Quarta-feira, o presidente norte-americano encabeçava uma lista dos homens mais admirados no país, segundo pesquisa do Instituto Gallup. Clinton foi citado por 18% das pessoas pesquisadas durante a última semana do ano, contra 14% no mesmo período do ano passado.
Depois de Clinton, aparece o Papa João Paulo II (7% contra 5% em 1997).
Este ano, Bill Clinton decidiu encurtar sua folga, inicialmente prevista para durar quatro dias, e regressará hoje a Washington, que já se agita com os preparativos de seu julgamento político por perjúrio e obstrução da Justiça, no caso Lewinsky.
Outra modificação no tradicional final de ano de Clinton: ele não animará, como de costume, uma sessão de perguntas e respostas com os participantes do encontro, profissionais das mais diversas atividades.
Em Washington, os dirigentes republicanos e democratas teriam concluído um acordo de princípios, para que o julgamento político no Senado não dure mais de quatro dias, informou a cadeia de TV ABC.
Segundo este acordo, após os quatro dias de debates, os senadores decidirão se os motivos da destituição aprovados pela Câmara de Representantes - perjúrio e obstrução da Justiça - correspondem ao conceito de ‘‘crimes e delitos graves’’, previstos na Constituição dos EUA.

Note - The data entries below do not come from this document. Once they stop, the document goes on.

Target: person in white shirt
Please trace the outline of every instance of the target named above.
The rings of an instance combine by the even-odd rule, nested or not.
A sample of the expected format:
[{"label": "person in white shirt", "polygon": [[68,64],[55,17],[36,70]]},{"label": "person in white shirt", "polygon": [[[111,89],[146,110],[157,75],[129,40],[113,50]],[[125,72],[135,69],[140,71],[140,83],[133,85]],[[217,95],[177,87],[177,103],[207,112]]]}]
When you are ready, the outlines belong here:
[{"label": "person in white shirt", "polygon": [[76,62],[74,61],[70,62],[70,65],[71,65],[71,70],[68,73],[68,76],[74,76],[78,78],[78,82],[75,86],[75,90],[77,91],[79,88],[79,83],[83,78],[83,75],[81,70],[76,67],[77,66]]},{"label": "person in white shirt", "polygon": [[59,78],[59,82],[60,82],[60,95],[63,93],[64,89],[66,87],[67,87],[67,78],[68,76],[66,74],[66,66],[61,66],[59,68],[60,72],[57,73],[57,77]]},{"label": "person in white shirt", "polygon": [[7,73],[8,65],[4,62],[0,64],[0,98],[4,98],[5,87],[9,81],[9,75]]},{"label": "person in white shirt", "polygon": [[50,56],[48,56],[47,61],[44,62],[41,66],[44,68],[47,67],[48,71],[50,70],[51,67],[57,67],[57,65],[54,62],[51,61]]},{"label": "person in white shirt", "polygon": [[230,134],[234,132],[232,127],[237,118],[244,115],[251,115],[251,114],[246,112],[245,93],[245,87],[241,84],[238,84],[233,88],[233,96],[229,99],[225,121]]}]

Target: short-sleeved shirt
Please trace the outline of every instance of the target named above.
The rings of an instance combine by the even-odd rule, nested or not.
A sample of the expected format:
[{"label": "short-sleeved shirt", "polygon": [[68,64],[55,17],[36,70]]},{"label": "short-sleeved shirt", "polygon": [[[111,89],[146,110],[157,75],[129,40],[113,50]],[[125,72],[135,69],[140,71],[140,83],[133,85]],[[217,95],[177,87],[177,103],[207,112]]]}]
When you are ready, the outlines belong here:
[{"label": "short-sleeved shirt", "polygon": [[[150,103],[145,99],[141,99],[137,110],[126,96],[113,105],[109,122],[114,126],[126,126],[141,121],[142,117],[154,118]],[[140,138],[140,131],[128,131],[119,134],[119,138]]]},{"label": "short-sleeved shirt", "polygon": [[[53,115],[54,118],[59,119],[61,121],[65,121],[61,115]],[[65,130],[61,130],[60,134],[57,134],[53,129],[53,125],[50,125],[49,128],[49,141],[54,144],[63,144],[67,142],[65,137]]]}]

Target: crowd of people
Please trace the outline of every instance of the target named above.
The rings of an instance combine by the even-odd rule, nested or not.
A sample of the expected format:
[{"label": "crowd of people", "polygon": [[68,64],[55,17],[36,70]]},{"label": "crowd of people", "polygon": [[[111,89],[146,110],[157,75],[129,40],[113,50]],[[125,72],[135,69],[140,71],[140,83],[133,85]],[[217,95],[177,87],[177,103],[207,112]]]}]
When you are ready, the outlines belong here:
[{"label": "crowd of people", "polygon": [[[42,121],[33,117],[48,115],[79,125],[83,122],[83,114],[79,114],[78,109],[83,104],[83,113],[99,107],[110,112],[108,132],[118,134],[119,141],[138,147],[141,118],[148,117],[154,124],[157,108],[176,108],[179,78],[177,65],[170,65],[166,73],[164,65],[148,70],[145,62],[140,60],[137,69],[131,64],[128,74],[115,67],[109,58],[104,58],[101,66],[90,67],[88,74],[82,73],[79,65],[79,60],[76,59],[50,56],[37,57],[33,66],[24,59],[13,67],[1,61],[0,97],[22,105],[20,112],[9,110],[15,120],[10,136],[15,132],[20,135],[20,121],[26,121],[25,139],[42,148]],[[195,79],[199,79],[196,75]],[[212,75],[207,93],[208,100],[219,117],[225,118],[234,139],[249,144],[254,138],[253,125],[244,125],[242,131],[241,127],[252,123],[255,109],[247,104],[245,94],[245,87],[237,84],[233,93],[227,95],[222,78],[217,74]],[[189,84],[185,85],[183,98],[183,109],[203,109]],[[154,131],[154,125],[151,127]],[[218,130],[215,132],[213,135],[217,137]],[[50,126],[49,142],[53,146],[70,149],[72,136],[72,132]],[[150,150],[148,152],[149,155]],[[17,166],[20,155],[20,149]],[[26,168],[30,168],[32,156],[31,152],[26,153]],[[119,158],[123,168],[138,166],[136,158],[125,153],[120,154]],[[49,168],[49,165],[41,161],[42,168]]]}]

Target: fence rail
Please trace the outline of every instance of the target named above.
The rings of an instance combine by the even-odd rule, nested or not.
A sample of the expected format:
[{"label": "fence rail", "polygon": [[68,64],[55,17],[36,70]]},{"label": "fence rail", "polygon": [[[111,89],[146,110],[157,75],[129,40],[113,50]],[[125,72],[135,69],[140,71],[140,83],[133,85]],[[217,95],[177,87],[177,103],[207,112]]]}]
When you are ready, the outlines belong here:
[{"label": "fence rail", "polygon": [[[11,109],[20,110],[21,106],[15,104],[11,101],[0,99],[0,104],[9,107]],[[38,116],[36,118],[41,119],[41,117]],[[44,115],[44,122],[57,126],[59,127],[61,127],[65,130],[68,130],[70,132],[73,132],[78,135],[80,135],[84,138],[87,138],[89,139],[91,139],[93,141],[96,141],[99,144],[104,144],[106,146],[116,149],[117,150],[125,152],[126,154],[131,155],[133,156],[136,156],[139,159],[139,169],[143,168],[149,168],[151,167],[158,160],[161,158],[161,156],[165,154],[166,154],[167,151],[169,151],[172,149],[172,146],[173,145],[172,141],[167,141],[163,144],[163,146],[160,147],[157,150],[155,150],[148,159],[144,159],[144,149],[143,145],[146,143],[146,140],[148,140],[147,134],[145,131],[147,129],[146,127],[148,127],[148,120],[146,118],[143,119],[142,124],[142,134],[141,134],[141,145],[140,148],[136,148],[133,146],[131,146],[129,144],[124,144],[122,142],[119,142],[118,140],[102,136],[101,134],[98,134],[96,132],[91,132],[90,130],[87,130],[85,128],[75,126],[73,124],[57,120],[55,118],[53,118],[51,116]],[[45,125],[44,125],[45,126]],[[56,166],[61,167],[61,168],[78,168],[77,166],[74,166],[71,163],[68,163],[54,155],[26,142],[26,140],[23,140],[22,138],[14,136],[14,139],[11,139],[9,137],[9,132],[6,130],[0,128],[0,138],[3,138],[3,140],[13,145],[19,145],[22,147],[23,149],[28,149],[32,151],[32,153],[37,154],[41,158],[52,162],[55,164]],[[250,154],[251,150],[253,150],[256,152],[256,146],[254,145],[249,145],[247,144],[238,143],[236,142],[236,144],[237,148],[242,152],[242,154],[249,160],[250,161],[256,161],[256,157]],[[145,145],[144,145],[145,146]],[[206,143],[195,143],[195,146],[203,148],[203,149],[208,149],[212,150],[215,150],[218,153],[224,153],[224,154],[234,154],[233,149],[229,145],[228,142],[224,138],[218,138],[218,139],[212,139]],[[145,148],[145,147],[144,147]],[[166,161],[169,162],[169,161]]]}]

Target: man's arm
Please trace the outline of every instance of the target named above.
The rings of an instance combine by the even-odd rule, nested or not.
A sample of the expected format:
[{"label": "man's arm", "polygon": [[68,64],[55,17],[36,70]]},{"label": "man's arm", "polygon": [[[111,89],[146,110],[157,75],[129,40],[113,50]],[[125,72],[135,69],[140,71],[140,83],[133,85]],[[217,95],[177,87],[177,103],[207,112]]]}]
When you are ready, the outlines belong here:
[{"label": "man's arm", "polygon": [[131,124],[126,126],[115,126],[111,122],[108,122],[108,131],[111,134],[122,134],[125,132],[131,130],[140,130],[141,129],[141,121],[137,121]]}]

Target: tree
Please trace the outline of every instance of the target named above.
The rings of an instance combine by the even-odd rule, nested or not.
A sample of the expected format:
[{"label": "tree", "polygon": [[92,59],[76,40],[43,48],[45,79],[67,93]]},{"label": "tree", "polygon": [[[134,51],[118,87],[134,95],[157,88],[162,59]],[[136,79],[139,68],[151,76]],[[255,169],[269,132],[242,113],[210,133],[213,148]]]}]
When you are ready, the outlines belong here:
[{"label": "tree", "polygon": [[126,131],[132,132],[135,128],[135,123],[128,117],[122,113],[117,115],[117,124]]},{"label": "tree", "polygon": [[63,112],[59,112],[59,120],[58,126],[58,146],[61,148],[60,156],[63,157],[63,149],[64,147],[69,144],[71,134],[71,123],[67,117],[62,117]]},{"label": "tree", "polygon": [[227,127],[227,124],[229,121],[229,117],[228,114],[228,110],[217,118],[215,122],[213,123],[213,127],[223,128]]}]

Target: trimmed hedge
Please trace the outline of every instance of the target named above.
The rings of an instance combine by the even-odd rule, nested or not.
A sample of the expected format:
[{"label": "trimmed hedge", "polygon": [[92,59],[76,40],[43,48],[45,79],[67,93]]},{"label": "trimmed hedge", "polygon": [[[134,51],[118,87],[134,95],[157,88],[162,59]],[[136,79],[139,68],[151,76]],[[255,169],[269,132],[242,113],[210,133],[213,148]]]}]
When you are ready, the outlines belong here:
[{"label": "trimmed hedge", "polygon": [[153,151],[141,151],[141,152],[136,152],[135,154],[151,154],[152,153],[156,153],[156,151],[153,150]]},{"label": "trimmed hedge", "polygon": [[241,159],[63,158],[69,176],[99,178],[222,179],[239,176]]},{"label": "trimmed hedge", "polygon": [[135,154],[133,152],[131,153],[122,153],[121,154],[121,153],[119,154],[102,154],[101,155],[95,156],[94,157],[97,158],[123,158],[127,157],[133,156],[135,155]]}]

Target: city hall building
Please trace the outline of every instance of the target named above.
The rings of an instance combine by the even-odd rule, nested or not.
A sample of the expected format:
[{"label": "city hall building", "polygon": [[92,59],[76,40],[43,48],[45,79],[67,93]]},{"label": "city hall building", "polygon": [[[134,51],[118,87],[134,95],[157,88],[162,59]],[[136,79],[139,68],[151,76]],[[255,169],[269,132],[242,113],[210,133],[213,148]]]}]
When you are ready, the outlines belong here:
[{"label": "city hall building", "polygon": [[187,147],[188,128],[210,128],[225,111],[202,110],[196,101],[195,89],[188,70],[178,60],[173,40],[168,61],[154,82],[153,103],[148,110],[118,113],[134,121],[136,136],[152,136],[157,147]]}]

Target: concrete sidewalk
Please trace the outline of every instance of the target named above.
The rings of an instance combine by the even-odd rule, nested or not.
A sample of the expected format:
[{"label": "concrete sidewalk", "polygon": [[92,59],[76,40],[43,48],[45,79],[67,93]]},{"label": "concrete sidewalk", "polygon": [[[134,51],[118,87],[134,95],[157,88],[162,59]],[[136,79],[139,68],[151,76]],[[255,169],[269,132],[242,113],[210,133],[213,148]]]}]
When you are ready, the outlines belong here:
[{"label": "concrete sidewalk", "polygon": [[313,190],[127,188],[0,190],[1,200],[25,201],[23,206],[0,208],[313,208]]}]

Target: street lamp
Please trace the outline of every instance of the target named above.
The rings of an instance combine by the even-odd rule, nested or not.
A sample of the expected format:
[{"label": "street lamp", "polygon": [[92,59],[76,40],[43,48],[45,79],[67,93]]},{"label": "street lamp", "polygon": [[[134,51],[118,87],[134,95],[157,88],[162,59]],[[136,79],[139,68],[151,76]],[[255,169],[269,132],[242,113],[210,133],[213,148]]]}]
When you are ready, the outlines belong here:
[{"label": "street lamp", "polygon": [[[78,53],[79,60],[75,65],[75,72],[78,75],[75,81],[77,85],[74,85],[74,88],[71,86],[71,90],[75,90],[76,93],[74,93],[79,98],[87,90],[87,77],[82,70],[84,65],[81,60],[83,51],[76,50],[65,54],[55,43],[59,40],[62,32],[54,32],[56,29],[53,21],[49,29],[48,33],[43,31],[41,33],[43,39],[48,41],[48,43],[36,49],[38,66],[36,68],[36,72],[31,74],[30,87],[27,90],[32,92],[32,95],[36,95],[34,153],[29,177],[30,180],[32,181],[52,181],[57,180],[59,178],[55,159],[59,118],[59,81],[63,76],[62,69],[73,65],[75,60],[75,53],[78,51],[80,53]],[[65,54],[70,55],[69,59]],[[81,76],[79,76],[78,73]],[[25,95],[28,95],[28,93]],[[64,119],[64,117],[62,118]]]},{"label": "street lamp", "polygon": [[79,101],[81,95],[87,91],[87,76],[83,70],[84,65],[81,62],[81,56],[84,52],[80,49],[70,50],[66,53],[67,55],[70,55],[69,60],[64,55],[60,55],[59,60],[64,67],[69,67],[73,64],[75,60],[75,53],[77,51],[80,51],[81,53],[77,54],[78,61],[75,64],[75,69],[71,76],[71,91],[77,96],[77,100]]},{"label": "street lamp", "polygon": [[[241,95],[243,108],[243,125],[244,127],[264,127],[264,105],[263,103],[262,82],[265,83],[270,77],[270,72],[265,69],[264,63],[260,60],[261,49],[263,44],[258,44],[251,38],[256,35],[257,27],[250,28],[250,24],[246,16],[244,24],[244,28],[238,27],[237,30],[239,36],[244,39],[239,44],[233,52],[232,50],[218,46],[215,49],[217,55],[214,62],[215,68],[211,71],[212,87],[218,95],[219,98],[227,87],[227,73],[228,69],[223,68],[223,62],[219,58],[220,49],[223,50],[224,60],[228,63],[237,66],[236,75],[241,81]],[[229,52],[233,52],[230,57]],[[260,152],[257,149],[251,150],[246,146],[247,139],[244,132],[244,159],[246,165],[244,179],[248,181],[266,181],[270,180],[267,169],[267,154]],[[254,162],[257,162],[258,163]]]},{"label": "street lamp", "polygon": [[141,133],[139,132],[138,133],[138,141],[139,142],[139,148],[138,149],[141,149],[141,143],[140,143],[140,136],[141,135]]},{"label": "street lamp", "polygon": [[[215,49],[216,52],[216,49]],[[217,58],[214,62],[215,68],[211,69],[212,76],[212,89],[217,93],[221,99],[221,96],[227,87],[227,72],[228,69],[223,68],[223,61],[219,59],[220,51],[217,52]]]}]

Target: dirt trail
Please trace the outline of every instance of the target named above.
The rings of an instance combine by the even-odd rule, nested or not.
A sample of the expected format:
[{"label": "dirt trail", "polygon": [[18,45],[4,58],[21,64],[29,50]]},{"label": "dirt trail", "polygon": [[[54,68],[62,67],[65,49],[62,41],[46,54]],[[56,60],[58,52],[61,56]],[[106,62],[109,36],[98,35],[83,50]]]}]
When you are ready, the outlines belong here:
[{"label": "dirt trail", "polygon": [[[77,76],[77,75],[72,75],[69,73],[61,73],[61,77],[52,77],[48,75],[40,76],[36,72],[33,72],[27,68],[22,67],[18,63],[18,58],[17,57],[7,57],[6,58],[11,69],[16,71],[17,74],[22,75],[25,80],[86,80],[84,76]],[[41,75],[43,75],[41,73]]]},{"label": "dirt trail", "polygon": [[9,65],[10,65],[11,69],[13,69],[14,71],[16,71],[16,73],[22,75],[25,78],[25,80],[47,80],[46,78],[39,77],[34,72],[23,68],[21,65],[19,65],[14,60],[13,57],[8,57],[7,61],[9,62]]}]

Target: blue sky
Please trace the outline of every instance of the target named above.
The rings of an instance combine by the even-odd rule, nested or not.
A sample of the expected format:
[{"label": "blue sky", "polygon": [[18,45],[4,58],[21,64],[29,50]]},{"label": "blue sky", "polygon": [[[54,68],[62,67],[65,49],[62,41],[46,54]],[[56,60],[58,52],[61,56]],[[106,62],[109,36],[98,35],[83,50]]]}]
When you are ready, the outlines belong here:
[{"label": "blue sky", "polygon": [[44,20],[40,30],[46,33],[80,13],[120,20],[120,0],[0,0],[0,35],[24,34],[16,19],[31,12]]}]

O líder dos republicanos no Senado, Trent Lott, propôs ontem formalmente que o processo contra o presidente Bill Clinton seja rápido e que acabe numa moção de censura e não em impeachment. Lott se distanciou, desta maneira, da opinião da maioria dos republicanos na Câmara dos Representantes que votou a favor do impeachment. O senador e seu colega democrata Tom Daschle anunciaram que apresentarão nos próximos dias uma proposta conjunta sobre o tema. Segundo a proposta de Lott, o Senado só realizaria um julgamento político se dois-terços dos cem membros do Senado decidirem que as acusações de perjúrio e obstrução da Justiça são graves o suficiente para justificar seu impeachment. Caso contrário, o caminho estaria aberto para uma moção de censura, o que manteria Clinton no poder.
Esta tendência que se observa de antecipar e agilizar o processo no Senado pode ser favorável ao presidente Clinton. A demora no processo, naturalmente, produziria grande desgaste ao tempo em que obrigaria o presidente a desviar atenções dos problemas administrativos.